Natura del reddito e principio di cassa
La cessione di un credito relativo a compensi professionali non altera la qualificazione giuridica delle somme percepite. Ai sensi dell’articolo 6, comma 2, del TUIR, i proventi conseguiti in sostituzione di redditi di lavoro autonomo mantengono la medesima natura reddituale.
Sotto il profilo temporale, rimane fermo il principio di cassa. Il reddito assume rilevanza fiscale esclusivamente nel periodo d’imposta in cui il professionista riceve l’effettivo pagamento, indipendentemente dal momento in cui è avvenuta la cessione del credito. Nel caso in cui il corrispettivo della cessione sia frazionato o subordinato a condizioni (es. esito di una controversia), la tassazione avverrà al momento della percezione delle singole quote.
Territorialità e soggetti non residenti
Per i professionisti residenti all’estero, la tassazione in Italia è regolata dal criterio della territorialità:
- Normativa interna: L’articolo 23 del TUIR stabilisce che sono imponibili in Italia i redditi derivanti da attività professionali svolte nel territorio dello Stato.
- Convenzioni internazionali: La Convenzione contro le doppie imposizioni Italia-USA conferma la tassazione nello Stato di residenza, salvo i casi in cui l’attività venga esercitata nell’altro Stato attraverso una base fissa.
Disciplina IVA e obblighi di fatturazione
La cessione del credito non anticipa l’esigibilità dell’IVA. Secondo l’articolo 6 del DPR 633/1972, la prestazione di servizi si considera effettuata solo all’atto del pagamento del corrispettivo da parte del debitore ceduto.
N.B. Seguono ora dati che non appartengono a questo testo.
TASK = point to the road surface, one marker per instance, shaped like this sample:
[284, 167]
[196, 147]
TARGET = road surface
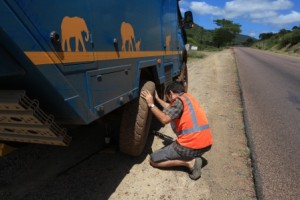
[270, 85]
Il professionista è tenuto a osservare i seguenti adempimenti:
- Emissione della fattura: Il documento deve essere emesso nei confronti del committente originario al momento del pagamento, anche qualora quest’ultimo sia stato nel frattempo cancellato dal registro delle imprese.
- Posizione IVA: Per completare l’operazione e procedere con gli adempimenti fiscali, è necessaria la riattivazione della partita IVA in Italia qualora fosse stata precedentemente chiusa.